Ilca Barcellos : Si Dieu avait été lunatique
Les petites bêtes d’argile d’Ilca Barcellos envahissent la Maison des arts et de la culture de Brompton. Quand une biologiste devient artiste…
Hédonisme: doctrine morale qui fait du plaisir le principe ou le but de la vie. Après avoir observé sous tous les angles les sculptures de céramique émaillée d’Ilca Barcellos regroupées sous le titre La Génétique hédoniste, il demeure difficile de trancher du plaisir de qui il est question. Il s’agit peut-être du plaisir des bêtes (elle les nomme elle-même ainsi) qu’elle crée de se reproduire et de s’approprier l’espace. "Ces embryons s’amusent. Ils jouent sur la peau de l’être matriciel et vont envahir l’espace de la salle. Ils se promènent. Ils s’amusent", explique l’artiste.

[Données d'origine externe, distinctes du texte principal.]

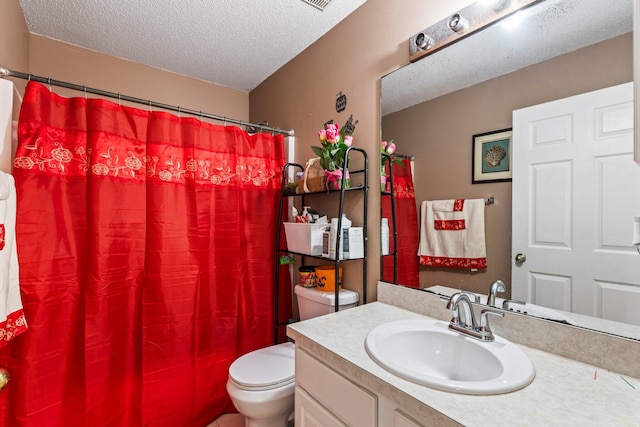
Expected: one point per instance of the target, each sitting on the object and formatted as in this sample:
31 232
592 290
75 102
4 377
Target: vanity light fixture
495 4
457 23
475 17
423 41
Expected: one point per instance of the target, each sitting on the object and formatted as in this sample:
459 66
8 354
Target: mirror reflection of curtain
146 250
407 228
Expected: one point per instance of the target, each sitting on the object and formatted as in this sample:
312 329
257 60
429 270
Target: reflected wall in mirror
432 108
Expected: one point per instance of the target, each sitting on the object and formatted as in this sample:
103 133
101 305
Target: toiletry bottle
384 236
306 212
346 224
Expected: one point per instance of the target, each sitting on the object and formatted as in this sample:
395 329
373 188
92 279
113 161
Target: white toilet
261 383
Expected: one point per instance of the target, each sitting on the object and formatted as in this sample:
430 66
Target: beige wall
30 53
62 61
438 133
14 55
351 59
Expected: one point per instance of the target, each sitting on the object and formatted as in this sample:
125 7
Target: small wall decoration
492 157
341 102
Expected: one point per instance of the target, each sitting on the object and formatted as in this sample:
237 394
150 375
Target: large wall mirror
432 108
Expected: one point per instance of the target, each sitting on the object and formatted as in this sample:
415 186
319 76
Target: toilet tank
313 302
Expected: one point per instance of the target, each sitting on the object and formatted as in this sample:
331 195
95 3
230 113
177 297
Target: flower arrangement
334 143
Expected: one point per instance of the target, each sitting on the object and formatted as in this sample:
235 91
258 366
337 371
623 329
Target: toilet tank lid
267 367
328 298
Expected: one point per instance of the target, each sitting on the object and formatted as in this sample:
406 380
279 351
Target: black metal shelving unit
392 224
360 176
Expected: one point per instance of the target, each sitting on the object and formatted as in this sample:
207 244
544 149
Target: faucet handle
472 295
485 329
507 302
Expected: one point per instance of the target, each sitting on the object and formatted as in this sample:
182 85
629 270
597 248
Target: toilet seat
264 369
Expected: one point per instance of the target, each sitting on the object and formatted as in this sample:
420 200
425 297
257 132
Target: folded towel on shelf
452 234
12 320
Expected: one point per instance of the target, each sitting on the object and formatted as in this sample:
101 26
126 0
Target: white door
576 190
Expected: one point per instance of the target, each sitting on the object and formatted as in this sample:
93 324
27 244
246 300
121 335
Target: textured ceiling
234 43
548 29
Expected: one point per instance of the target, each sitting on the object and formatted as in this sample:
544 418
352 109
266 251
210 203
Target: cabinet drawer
352 404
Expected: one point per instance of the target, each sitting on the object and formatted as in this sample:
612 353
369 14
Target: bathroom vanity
338 384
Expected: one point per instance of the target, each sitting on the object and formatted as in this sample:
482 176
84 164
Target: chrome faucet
497 286
469 326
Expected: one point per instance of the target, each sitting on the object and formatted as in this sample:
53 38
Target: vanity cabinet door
402 420
309 413
352 404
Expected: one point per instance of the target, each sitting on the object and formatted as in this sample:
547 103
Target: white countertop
563 393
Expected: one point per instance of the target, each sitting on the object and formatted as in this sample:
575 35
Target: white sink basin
426 352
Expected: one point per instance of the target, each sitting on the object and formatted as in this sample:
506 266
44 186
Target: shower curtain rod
4 72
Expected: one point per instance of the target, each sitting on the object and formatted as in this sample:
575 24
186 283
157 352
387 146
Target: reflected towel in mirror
452 234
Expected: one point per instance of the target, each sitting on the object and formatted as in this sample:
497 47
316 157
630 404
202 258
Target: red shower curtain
146 251
407 226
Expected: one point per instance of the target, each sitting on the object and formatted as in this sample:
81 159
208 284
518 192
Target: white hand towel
452 234
12 320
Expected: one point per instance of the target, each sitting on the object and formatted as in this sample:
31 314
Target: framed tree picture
492 157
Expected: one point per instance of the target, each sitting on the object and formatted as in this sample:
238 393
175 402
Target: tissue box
354 246
304 238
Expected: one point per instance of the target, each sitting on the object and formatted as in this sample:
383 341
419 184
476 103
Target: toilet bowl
261 383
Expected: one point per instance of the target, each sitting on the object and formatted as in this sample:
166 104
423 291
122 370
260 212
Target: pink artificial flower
348 140
333 135
391 148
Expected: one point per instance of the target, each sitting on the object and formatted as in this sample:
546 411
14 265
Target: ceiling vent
320 4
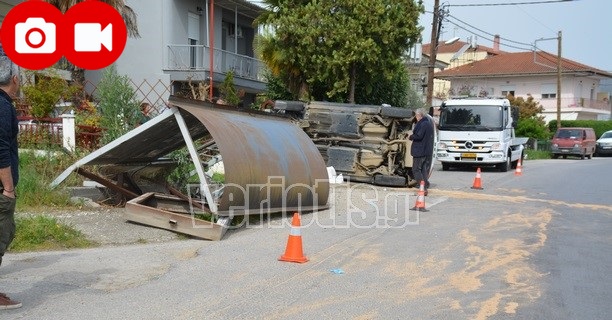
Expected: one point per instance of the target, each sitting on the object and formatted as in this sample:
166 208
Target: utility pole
559 80
433 49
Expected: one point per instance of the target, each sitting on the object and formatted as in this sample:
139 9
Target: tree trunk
352 83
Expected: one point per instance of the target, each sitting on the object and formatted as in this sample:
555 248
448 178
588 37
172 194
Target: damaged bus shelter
270 165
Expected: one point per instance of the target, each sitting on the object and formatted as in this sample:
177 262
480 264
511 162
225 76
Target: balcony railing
197 58
576 103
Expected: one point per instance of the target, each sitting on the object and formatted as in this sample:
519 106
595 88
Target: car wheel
504 167
394 112
389 181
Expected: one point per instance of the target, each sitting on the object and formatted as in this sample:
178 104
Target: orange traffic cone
293 252
519 168
477 181
419 205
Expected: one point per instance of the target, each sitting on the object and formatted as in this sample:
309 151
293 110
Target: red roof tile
517 63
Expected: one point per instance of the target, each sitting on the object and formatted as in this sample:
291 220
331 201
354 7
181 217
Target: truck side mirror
515 115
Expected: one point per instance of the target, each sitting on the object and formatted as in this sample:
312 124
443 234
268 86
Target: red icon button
29 34
96 33
35 34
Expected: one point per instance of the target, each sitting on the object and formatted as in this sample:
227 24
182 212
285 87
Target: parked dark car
604 144
573 142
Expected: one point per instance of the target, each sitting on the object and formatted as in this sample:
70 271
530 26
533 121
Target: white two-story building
524 74
190 41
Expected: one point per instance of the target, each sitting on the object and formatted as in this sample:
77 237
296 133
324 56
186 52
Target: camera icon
90 37
35 36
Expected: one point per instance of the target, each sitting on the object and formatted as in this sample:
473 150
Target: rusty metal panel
270 164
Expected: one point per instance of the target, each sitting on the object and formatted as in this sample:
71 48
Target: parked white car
604 144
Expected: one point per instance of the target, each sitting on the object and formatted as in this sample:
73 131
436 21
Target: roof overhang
270 164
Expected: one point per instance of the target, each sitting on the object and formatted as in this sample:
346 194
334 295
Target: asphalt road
535 246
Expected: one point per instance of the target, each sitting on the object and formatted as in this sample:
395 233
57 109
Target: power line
485 32
506 4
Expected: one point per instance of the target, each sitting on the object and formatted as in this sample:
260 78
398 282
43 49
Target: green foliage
598 126
277 88
36 172
532 128
40 232
394 90
118 107
181 175
537 154
528 109
87 115
336 44
530 122
46 89
218 177
228 91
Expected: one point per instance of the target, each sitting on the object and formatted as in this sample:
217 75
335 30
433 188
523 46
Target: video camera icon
35 36
89 37
91 34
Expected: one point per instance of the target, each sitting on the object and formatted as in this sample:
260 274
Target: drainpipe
211 37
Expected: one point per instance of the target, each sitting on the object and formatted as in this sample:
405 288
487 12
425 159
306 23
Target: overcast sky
586 26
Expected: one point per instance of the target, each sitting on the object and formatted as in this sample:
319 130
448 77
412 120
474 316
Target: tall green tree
332 46
128 15
531 122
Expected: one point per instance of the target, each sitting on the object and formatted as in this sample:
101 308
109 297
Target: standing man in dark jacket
422 147
9 160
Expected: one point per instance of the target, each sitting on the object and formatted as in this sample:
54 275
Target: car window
569 133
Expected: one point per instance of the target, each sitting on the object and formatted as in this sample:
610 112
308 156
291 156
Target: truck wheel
389 181
395 112
504 167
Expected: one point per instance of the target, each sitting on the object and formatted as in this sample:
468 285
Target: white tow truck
479 132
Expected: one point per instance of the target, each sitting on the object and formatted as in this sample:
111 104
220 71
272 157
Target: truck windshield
478 118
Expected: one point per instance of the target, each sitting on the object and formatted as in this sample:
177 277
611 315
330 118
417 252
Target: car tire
395 112
504 167
389 181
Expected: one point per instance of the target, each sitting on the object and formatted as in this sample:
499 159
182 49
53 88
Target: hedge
599 126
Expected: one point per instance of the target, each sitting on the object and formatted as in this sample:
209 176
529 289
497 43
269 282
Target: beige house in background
458 54
524 74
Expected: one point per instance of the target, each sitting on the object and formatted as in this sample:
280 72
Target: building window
549 91
506 90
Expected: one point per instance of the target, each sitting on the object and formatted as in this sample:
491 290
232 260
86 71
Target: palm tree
129 16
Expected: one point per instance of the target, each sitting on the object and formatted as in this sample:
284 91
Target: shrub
598 126
46 89
118 106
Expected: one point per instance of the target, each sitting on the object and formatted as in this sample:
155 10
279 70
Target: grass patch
36 172
41 233
537 154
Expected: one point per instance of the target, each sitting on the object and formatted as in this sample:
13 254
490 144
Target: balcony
196 58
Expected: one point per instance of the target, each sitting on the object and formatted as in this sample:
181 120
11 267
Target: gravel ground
107 226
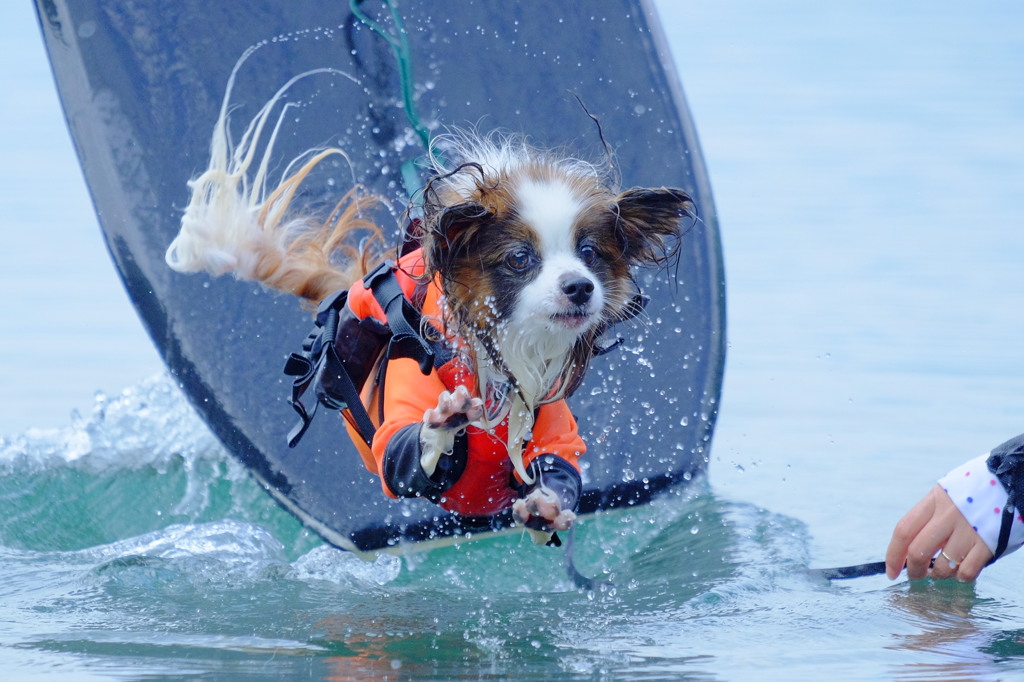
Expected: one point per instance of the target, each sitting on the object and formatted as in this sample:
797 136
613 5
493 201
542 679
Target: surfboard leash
398 42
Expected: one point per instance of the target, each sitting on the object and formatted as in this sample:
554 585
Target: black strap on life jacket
337 379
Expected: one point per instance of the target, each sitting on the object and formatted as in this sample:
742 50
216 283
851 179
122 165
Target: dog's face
547 254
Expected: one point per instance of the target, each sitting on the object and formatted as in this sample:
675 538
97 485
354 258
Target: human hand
934 524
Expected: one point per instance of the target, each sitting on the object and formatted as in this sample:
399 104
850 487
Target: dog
526 259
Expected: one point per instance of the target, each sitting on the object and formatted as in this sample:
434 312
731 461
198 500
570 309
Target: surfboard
141 83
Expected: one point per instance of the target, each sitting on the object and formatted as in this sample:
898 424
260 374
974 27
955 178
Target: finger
945 564
905 531
932 538
973 563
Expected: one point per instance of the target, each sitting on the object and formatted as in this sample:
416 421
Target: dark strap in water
846 572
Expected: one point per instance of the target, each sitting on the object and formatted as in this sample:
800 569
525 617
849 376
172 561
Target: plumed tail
235 223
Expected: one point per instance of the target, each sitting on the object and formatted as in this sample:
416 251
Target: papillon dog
531 252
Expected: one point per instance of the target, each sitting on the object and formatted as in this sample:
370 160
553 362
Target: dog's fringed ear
650 222
454 229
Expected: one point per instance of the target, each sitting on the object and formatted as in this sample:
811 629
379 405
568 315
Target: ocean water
868 169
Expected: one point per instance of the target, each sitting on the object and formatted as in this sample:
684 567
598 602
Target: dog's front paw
455 410
543 508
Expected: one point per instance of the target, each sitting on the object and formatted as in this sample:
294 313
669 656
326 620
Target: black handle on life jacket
401 317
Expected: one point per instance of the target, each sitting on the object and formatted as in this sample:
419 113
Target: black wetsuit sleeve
404 475
557 475
1007 462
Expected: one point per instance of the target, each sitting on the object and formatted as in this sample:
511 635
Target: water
867 169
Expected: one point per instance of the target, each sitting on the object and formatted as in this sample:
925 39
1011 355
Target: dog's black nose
578 290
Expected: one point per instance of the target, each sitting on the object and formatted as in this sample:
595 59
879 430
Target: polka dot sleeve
980 497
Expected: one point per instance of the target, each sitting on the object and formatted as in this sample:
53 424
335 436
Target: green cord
403 58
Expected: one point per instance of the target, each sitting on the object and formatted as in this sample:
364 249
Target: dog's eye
518 259
588 254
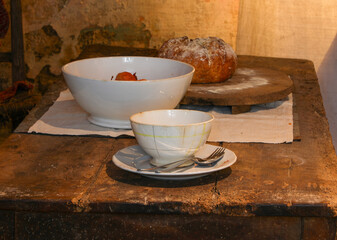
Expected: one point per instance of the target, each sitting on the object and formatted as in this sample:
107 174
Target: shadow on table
138 180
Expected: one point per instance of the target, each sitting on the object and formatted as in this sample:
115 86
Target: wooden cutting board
247 87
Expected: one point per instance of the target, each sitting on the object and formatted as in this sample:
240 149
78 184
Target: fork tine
215 153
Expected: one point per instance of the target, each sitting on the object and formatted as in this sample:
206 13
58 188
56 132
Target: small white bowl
110 103
171 135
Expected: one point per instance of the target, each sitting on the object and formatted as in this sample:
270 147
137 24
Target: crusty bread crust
214 60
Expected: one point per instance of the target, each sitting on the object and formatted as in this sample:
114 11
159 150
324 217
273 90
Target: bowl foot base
109 123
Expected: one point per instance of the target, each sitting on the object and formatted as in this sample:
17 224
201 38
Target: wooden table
66 187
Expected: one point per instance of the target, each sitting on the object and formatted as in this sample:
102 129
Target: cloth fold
266 123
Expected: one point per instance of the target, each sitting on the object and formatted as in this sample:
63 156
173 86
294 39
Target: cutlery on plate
215 156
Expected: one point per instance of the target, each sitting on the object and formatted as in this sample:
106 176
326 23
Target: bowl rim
177 125
64 70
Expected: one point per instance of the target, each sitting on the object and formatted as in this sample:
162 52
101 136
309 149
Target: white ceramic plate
133 157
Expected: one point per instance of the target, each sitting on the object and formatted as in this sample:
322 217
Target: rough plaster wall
295 29
57 30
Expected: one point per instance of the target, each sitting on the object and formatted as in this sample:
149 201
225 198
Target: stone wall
56 31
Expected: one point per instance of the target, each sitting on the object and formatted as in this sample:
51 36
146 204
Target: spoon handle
162 166
172 166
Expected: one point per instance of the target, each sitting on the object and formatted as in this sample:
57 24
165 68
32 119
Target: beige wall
295 29
55 31
136 23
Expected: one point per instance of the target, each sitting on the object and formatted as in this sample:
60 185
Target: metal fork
215 155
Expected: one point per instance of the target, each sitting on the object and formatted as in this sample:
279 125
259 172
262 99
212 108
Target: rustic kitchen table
66 187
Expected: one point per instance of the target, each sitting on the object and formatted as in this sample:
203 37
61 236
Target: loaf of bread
214 60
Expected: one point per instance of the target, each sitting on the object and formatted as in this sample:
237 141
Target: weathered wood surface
248 86
71 175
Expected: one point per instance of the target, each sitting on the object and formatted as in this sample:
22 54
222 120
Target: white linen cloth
267 123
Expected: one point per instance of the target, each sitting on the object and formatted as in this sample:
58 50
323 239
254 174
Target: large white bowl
171 135
110 103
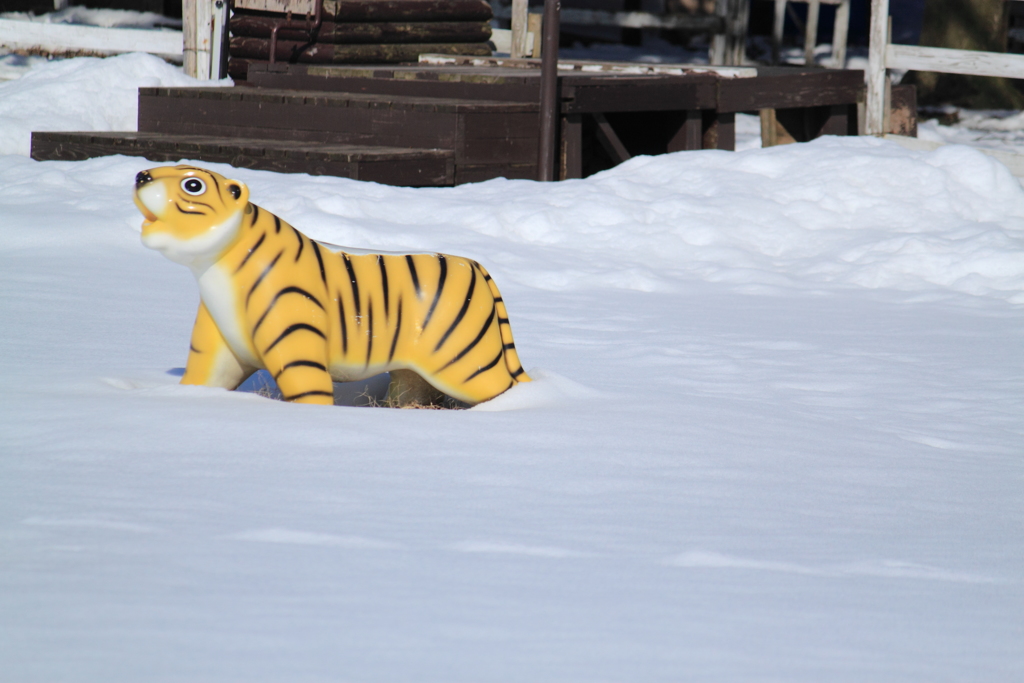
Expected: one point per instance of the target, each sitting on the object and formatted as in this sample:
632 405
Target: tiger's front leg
295 354
211 361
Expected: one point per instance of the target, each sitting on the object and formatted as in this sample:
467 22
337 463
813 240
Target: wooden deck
429 125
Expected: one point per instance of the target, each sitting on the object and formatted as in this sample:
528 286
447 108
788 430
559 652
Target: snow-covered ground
776 434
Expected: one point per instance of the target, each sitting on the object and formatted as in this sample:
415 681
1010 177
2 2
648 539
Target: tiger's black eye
194 185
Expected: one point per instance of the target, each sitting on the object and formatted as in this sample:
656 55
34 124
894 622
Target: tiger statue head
192 215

Tentaculaires ou polymorphes, les pièces de Barcellos représentent pour la plupart des espèces vivantes identifiables. Seul accroc au réalisme, ces espèces sont métissées: un serpent porte une tête de chat, un dinosaure et un hippocampe s’amalgament, etc. Comme c’est le cas avec le centaure mythologique, ces nouveaux animaux font sourire, tout en portant une certaine charge d’angoisse. Les explorations de la sculptrice, bien que plus naïves, ont également à voir avec les créations hallucinées de Dali ou avec les fresques de Bosch, minus la maestria, plus modestement.
Le plaisir qu’annonce le titre est peut-être aussi celui d’Ilca Barcellos elle-même. Biologiste de formation, la Brésilienne se donne corps et âme à la sculpture depuis sa retraite il y a deux ans. Après avoir enseigné toute sa vie le fonctionnement et la reproduction des êtres vivants "tels que Dieu les a conçus", l’artiste s’arroge la position de démiurge et modèle le vivant au gré de ses désirs. "Mon plaisir est celui de jouer avec la génétique, avec le lyrique et le fantastique et de créer des bêtes originales."
Avec La Génétique hédoniste, sa première exposition à l’étranger, Barcellos suppute en quelque sorte ce qui serait advenu si, au moment de la Création, Dieu avait consommé des opiacées ou avait été distrait. Et comme pour souligner son pouvoir, mais aussi pour ajouter au jeu, Barcellos s’approprie la nomenclature scientifique pour nommer ses oeuvres (un arbre phagocytant un papillon est intitulé Pappillyonida arboreum par exemple). Comme quoi la biologiste ne peut s’effacer bien longtemps derrière l’artiste.